3 Reasons to (Not) Watch 300: Rise of an Empire


"You've come a long way to stroke your cock while you watch real men train."

There are exactly three reasons to (not) watch 300: Rise of an Empire.

The best of these reasons is Eva Green. She's the reason I watched it, and ignoring all the movie's other shortcomings I was not disappointed in her. She has massive screen presence. She's so deliciously evil as Artemisia I often found myself rooting for her (evil) Persians instead of the (good) Greeks. She manages to infiltrate a movie full to the brim with gigantic men and tower over them with her sinister sneer and calculating eyes. She brings life to the hollow cavern the movie calls a script. And she does it without batting an eye or breaking a sweat.

The second is a show-stoppingly hilarious sex scene between the two opposing leads. Very little happens in the movie: the first 15 minutes set up the reason for the two forces to battle, and then they do just that for the rest of the run time. But right in the middle, right at the film's structural—and in the case literal—climax, the two sides quit fighting with their weapons in order to get together and fight with their genitals. And a fight it truly is: they grapple and thrust at each other as if their organs were blades, and their moans are an indistinguishable mix of pleasure and pain. I was in stitches.
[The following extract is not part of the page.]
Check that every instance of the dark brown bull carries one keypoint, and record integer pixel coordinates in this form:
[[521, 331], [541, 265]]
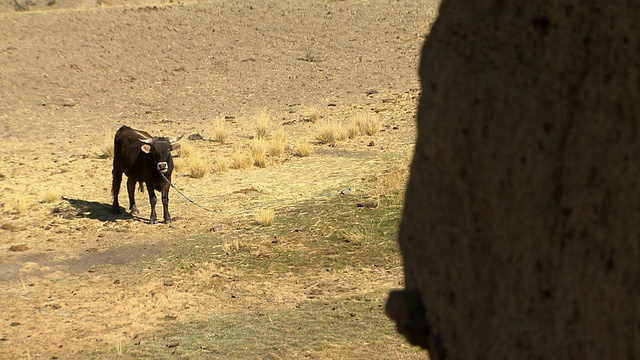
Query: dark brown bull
[[144, 159]]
And the third is an action set piece during the final battle which I have to admit was actually pretty awesome. While there was clearly some effort put into all of the choreography, most of it ends up looking like b-roll footage scrapped together from leftovers of the original 300. But not here. Here we have a naval battle in which Themistocles rides a horse across the tops of the attacking navy and into the heart of the enemy fleet, straight to Artemisia. The blend of live action footage and computer animation makes it look like a single take, and while its artifice is obvious, so is its careful orchestration. There are loving hands pulling the strings, and it shows on screen.

Everything else is just about as bad as you'd expect from a shameless cash-grab sequel like this. What would this movie even be without the original 300 to lend it credence? The digital special effects are obvious, the overabundant speeches are vacuous, the characters are flat, and the plot is nonexistent. There's so much slow motion that if you played the movie at full speed from start to finish it would run under an hour. The entire movie is a thin excuse to reproduce the series of visual flourishes created in the original film without building on them or using them in new ways.

But I suppose there are enjoyable elements in it, even if they're few and far between.